Die erste Begegnung von ELF mit dem Motorradsport war 1972, als erste Verträge mit bekannten Fahrern (Michel Rougerie, Phil Read) geschlossen wurden. 1974 trug Phil Read die ELF-Farben, als er in der 500ccm-Klasse zum Weltmeister gekürt wurde. Im Anschluß fuhren sowohl Privatfahrer als auch namhafte Rennställe (Pernod, Johnson, Challier, Honda …) mit ELF als Hauptsponsor.
Das große Abenteuer mit den revolutionären ELF Motorrädern begann im Februar 1978 mit der Präsentation des Prototyps ELF X – dank André de Cortanze, mit revolutionärer tragenden Motor-Getriebe-Einheit, Federungen und Lenkung. Das Versuchsprogramm endete 1988 mit der ELF 5.
Daraus entwickelte sich eine enge Verbindung mit Honda Japan, die einige Motoren für die ELF Endurance-Versionen und danach für die Rennmaschinen lieferten.
Diese Kooperation wurde 1987 durch die Unterzeichnung des weltweiten Lizenzvertrags konkretisiert, wobei ELF alle Nutzungsrechte an 13 Patenten an Honda Japan abtrat. Unter anderem für die vordere und hintere Federung, mit dem Ziel diese bei der Serienherstellung von Honda Motorrädern anzuwenden.
Die Liste der Preisträger geht aber noch weiter. Insbesondere die Siege von Auriol und Neveau bei der Rallye Paris-Dakar und die 5 Siege von Kees Van der Ven beim Enduro-Rennen von Touquet sind hier zu erwähnen.
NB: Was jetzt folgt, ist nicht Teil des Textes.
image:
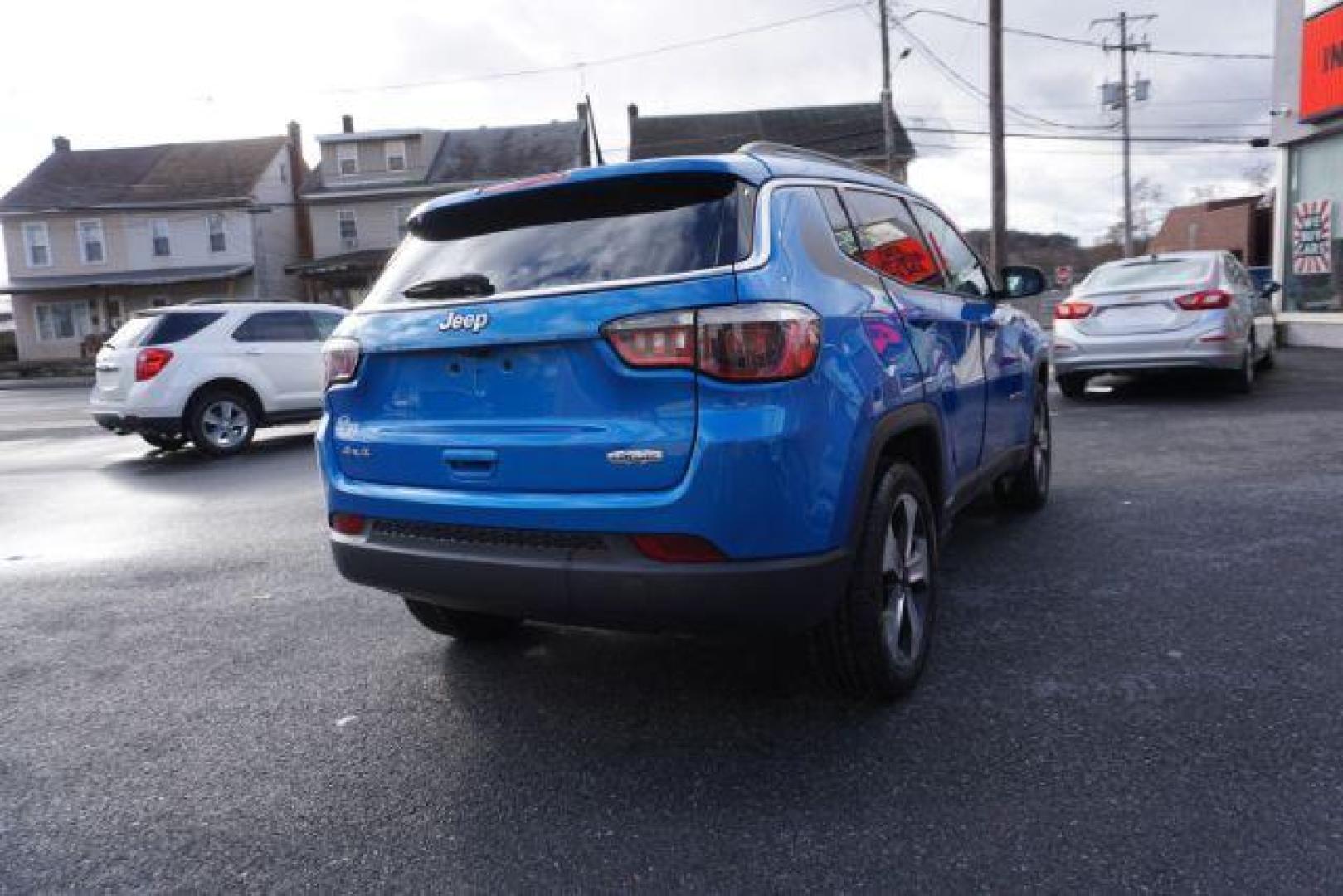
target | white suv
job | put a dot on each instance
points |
(212, 373)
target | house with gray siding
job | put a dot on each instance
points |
(93, 236)
(368, 182)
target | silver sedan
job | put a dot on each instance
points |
(1163, 312)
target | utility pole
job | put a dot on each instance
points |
(1123, 99)
(998, 236)
(888, 112)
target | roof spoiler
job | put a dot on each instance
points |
(757, 148)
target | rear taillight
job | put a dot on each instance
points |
(1072, 310)
(677, 548)
(654, 340)
(149, 362)
(340, 358)
(1205, 299)
(757, 342)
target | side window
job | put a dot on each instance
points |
(889, 242)
(179, 325)
(277, 327)
(965, 273)
(839, 221)
(325, 323)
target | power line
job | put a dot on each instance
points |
(966, 86)
(605, 61)
(1084, 42)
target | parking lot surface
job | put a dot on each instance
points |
(1141, 687)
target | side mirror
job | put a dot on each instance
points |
(1022, 281)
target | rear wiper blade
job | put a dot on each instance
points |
(461, 286)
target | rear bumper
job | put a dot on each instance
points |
(1075, 353)
(610, 586)
(124, 423)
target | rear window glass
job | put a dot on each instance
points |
(179, 325)
(1165, 271)
(129, 334)
(571, 236)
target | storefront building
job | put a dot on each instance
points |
(1308, 132)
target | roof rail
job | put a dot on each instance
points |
(770, 148)
(236, 299)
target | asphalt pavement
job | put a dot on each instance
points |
(1138, 688)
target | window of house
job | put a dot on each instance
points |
(215, 225)
(965, 273)
(163, 245)
(395, 155)
(90, 242)
(347, 158)
(889, 241)
(62, 320)
(348, 227)
(36, 245)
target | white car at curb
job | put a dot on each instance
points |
(212, 373)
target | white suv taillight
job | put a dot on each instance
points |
(340, 358)
(750, 343)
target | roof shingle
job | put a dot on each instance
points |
(852, 130)
(145, 175)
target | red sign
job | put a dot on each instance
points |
(1321, 66)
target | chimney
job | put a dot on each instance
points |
(297, 173)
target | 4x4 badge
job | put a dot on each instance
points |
(457, 321)
(634, 455)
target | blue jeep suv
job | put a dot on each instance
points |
(688, 392)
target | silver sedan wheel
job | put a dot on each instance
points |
(906, 568)
(225, 423)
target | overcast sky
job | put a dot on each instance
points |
(110, 74)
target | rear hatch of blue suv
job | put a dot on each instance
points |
(553, 406)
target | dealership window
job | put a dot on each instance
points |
(62, 320)
(36, 245)
(91, 250)
(1312, 271)
(347, 158)
(348, 227)
(163, 245)
(215, 225)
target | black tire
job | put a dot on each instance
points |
(1073, 386)
(221, 422)
(461, 624)
(876, 644)
(1028, 488)
(165, 441)
(1241, 381)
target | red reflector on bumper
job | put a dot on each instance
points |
(348, 523)
(677, 548)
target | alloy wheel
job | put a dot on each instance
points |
(225, 423)
(906, 570)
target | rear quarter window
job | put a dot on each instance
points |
(176, 327)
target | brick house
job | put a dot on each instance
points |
(95, 236)
(367, 183)
(1243, 226)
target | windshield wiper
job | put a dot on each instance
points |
(461, 286)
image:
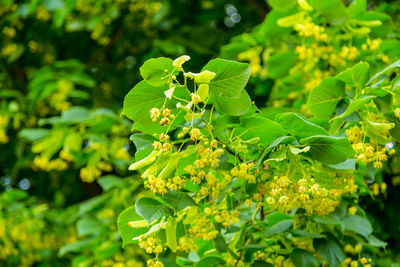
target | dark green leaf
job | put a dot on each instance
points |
(328, 149)
(230, 79)
(298, 126)
(324, 98)
(154, 70)
(128, 233)
(302, 258)
(178, 200)
(151, 209)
Diese verschiedenen Partnerschaften, sowohl mit Herstellern als auch mit Teams und Fahrern haben dazu beigetragen, dass ELF das sein Angebot an Motorradschmierstoffen kontinuierlich ausgebaut hat. Bereits seit 1983 stellt ELF synthetische und halbsynthetische Produkte her, die eine Revolution im Sektor für Motorradschmierstoffe darstellten. Die ELF MOTO Produktpalette wird inzwischen auf der ganzen Welt vertrieben und sorgt jeden Tag für Höchstleistungen. Seit 2001 gehört die Marke ELF zur TOTAL Gruppe.